Government review announced – but will it help?
The wide scope of the new rules has caused much concern, particularly in sectors where the use of PSCs by contractors is common.
In light of this, UK Treasury recently announced a review of the rules, which is set to conclude mid-February. The government has made it clear that the review is limited to ensuring "smooth and successful" implementation of the rules, rather than amending their scope and impact.
The review will include a series of roundtables with affected businesses, further analysis on impact and will consider whether any further steps could be taken to support businesses. In parallel, HMRC (the UK tax authority) will continue its own programme of "education and support activities" to help prepare for the reforms, as well as a review of their online tool to check employment status (known as CEST).

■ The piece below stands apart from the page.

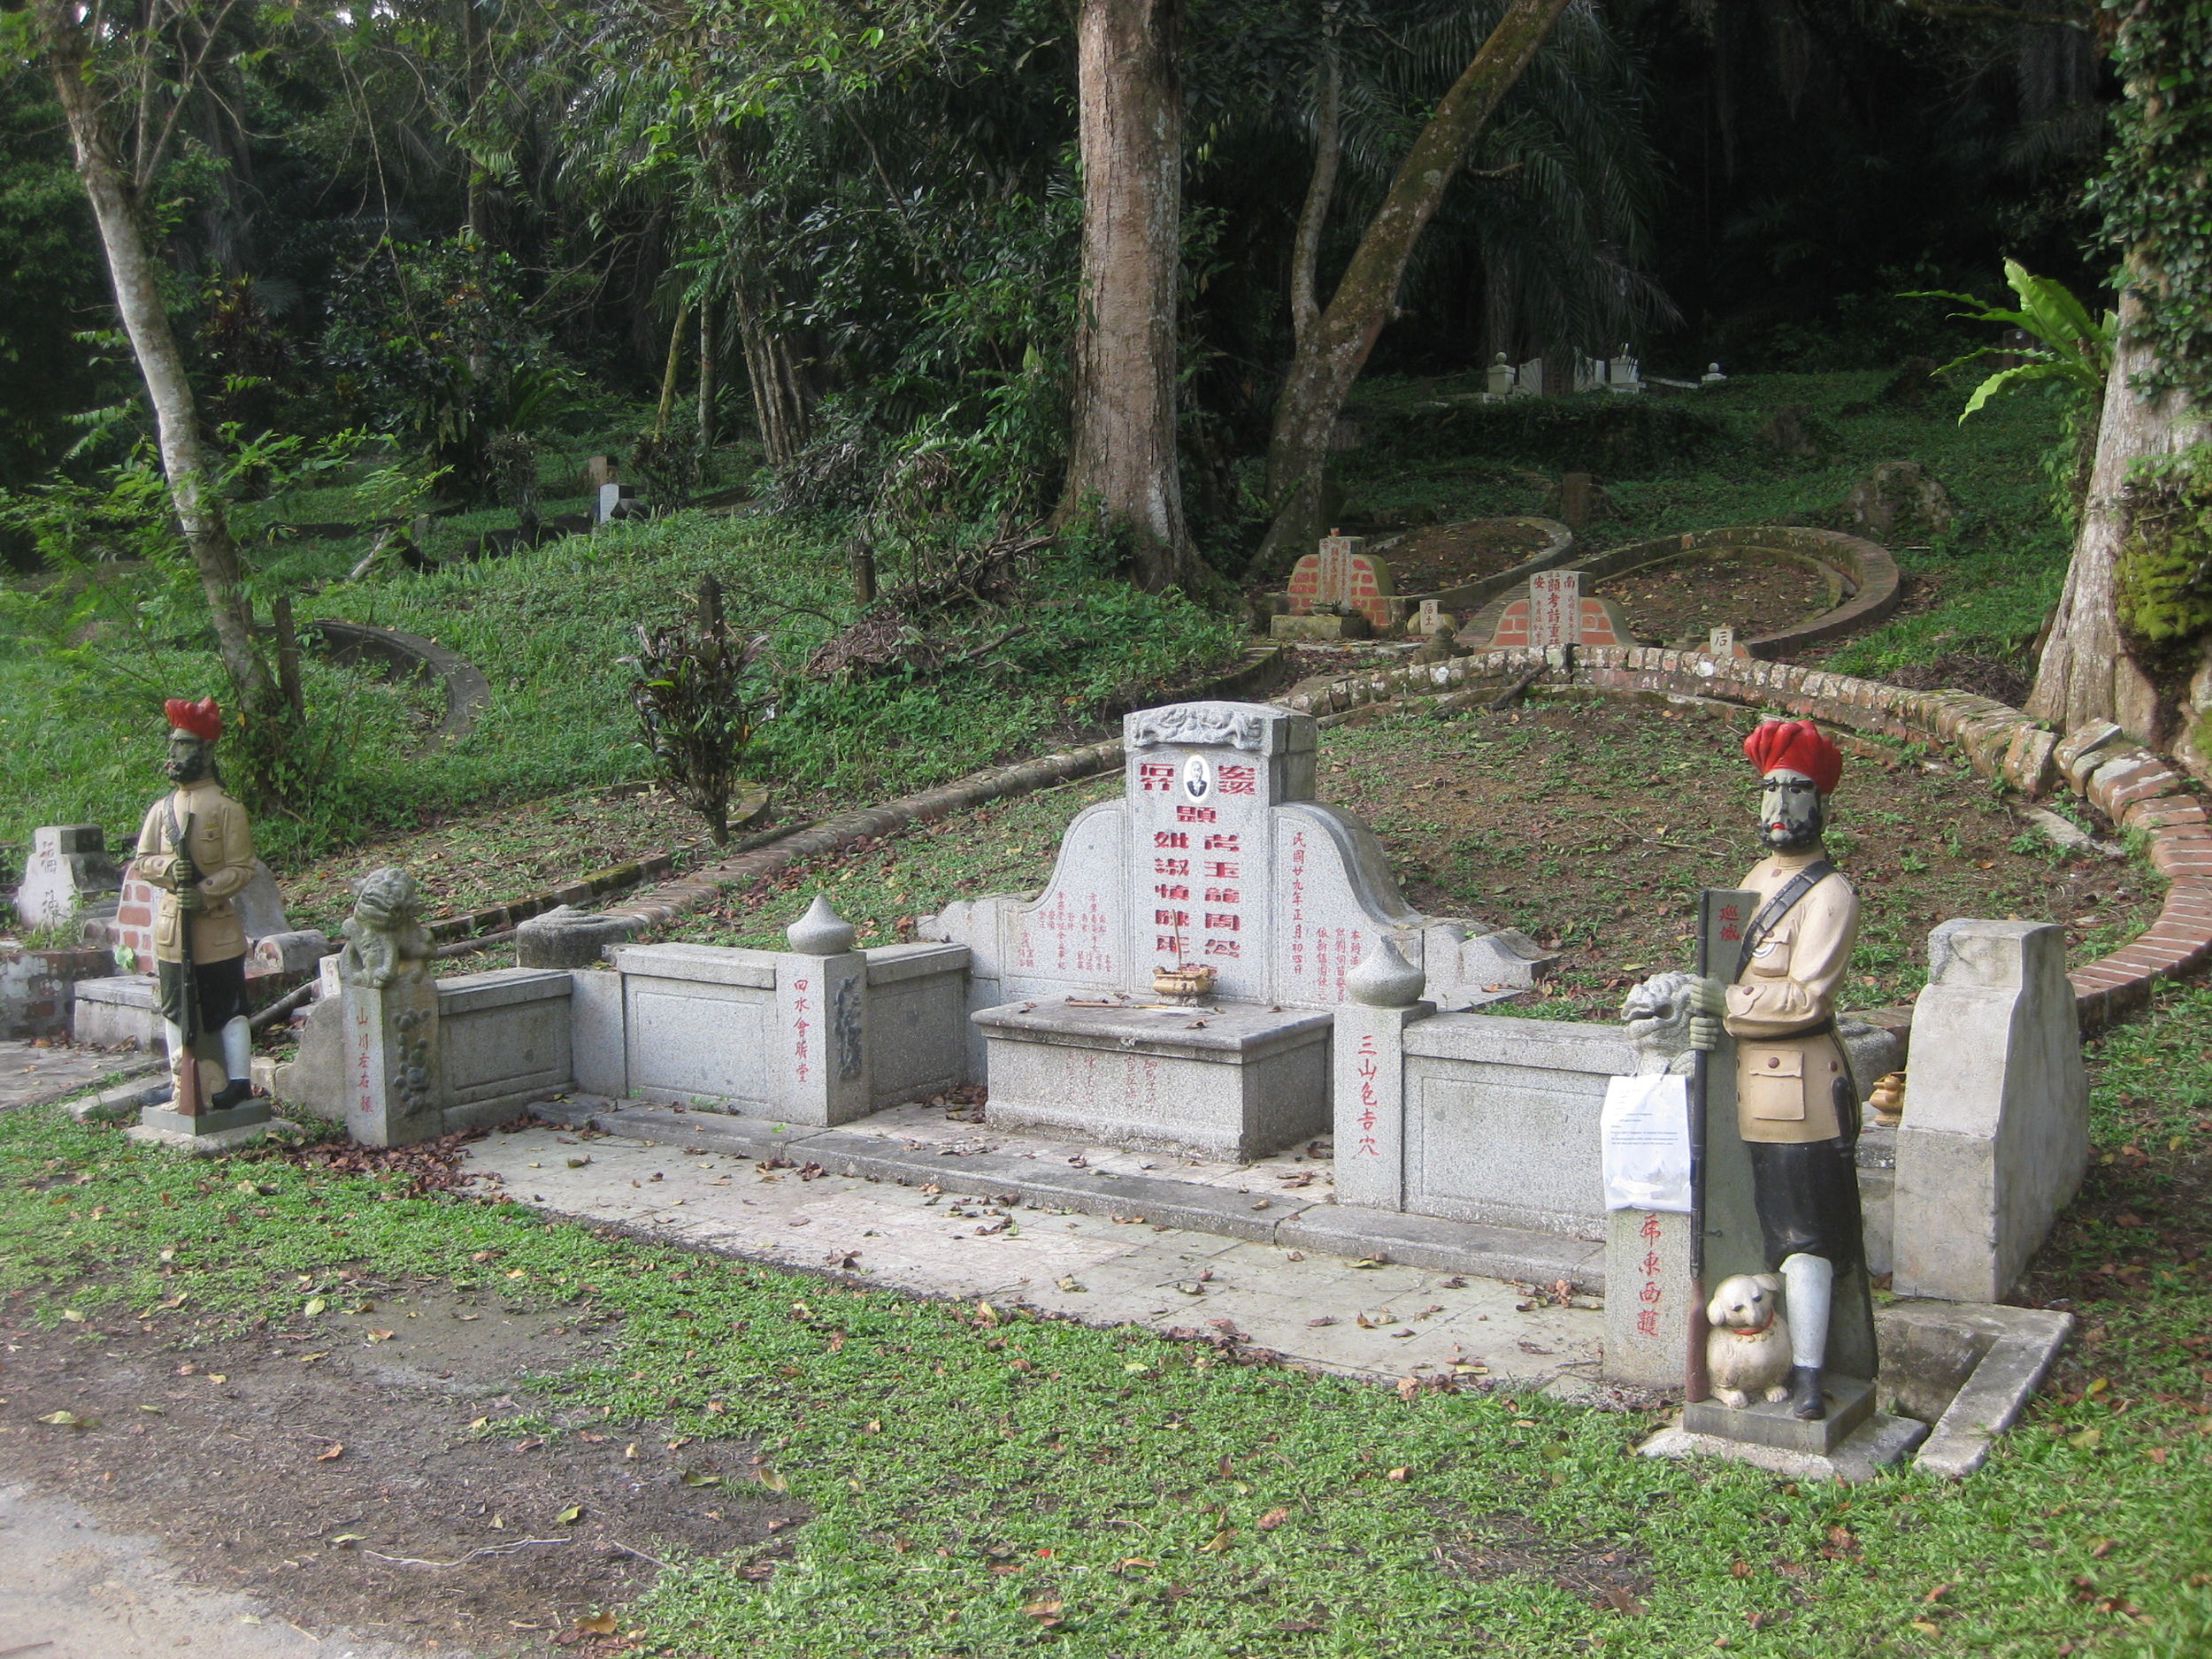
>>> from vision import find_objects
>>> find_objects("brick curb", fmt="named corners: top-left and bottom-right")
top-left (1274, 645), bottom-right (2208, 1031)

Based on announcements to date, it seems unlikely that the review will result in significant changes to the rules or a change to the 6 April 2020 introduction date. Affected businesses should continue to prepare for the measures based on existing announcements, given that any revised legislation and guidance is not likely to be published until after the UK government's budget on 11 March 2020. We understand that HMRC have been sending information letters to certain affected businesses, which may assist in preparations.
Draft regulations on compliance – is the client always going to be on the hook?
In instances of a chain (i.e., where the end client is not the fee payer), HMRC has now published draft regulations setting out when it will recover unpaid payroll taxes from the other parties in the chain (including the end client) when there is no reasonable prospect of recovering from the fee payer within a reasonable time.
The regulations can make businesses liable for the obligations of other parties in the chain – even when those businesses have taken reasonable care and all the steps required of them. HMRC has stated (in guidance, which does not have the force of law) that it will not use this power in the case of the "ordinary business failure" of the primarily liable party (for example, an insolvency situation), but this limited carve-out is unlikely to allay concerns. Businesses which engage contractors through chains of intermediaries should consider the potential risks involved.
Widening of the UK payroll withholding net – do the rules apply to non-UK businesses?
Long established case law dictates that the requirement to withhold UK payroll taxes (known as PAYE withholding) has a territorial limit in that it is only required to be operated by businesses that have a "taxable presence" in the UK, which is something in the UK similar to a branch or agency, office or establishment. HMRC guidance indicates that there needs to be a UK address where they can contact the employer and, if necessary, enforce compliance.
However, the new rules seem to anticipate a widening of these territorial limits, as they treat certain non-resident end clients who have no UK presence as UK resident (in circumstances where the worker and services are performed in the UK and the end client pays directly to the PSC). This would appear to bring such non-resident end clients within the scope of PAYE withholding where they would not otherwise have had any obligation to account to HMRC for UK payroll taxes.